Hanako Kumazawa si è formata alla Tama Art University di Tokyo, per poi proseguire i suoi studi di scultura in Ungheria presso la Jannus Pannonius University, ed infine perfezionarsi nel corso biennale di scalpellino, condotto da Mauro Berrettini nel laboratori di Rapolano (Siena), dove tutt’oggi la scultrice risiede.

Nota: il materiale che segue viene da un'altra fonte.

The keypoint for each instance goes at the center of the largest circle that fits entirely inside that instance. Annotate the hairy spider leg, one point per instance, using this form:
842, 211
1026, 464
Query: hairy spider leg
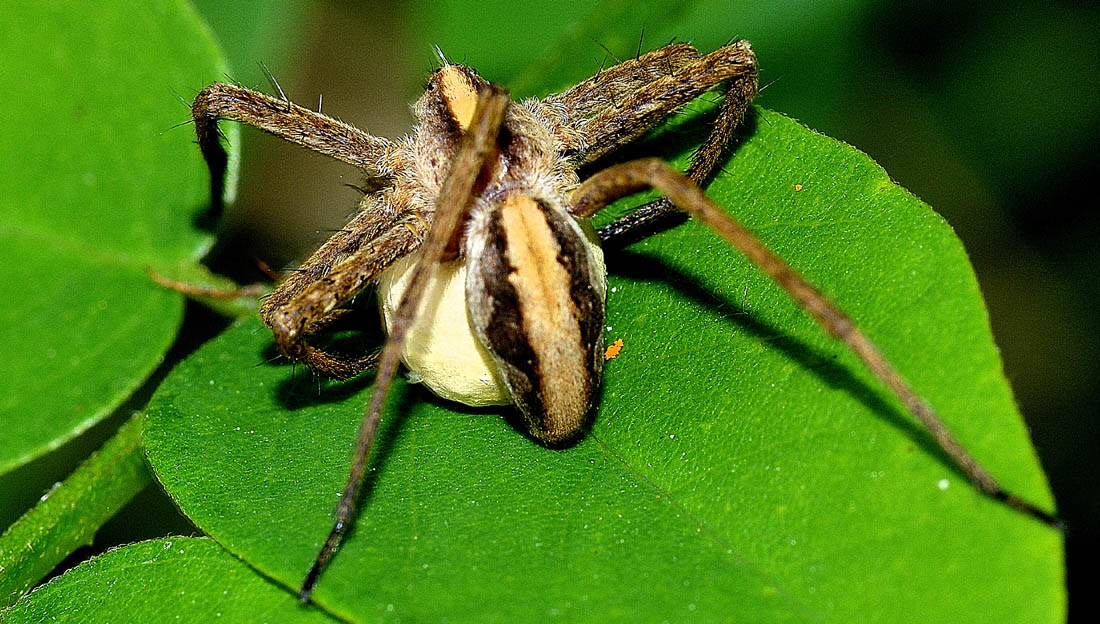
627, 178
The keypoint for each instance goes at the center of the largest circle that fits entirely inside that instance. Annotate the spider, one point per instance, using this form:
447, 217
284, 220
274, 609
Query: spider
482, 212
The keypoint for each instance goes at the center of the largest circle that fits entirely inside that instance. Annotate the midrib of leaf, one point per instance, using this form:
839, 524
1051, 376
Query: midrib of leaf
69, 515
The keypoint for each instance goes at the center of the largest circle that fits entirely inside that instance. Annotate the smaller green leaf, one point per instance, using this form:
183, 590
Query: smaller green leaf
177, 579
98, 187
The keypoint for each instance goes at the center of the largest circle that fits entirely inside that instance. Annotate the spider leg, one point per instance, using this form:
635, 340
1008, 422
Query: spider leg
282, 118
631, 177
307, 302
682, 76
477, 146
630, 117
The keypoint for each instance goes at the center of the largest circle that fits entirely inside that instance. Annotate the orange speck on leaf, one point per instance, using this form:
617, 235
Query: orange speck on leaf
614, 350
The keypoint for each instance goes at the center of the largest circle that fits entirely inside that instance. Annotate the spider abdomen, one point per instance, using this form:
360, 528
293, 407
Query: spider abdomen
536, 289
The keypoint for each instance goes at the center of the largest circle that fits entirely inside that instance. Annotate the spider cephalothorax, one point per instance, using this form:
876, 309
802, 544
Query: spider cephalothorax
491, 282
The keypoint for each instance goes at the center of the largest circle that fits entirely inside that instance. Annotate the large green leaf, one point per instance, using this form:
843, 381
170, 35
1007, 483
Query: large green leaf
98, 187
740, 466
182, 579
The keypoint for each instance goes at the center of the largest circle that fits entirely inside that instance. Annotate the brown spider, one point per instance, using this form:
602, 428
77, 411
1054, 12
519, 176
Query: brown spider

Inoltre ha conseguito il diploma al "Corso Conservazione e Recupero manufatti architettonici di interesse storico". Da siffatto cursus studiorum si comprende come il rapporto diretto con le diverse materie (siano esse terracotta, legno, marmo o travertino) e la pratica delle varie tecniche plastiche siano elementi fondamentali per Hanako Kumazawa, sia nelle opere di grande formato e monumentali, quali, ad esempio, Fiori d'Arancio dalla Toscana, realizzato per la città siciliana di Polizzi Generosa (2003), sia in opere di piccole dimensioni, come gioielli e cofanetti in pietra, realizzati per committenza privata. Esponendo fin dal 1994 in numerose mostre collettive dal Giappone, Germania e Italia e realizzando monumenti pubblici Hanako Kumazawa si pone come fresca voce e interessante connessione culturale fra l’Oriente Yamato e l’Occidente mediterraneo. E, del resto, questa piccola esposizione, ottimamente testimonia quanto fertile e bello può essere nell’arte, e non solo, tale dialogo.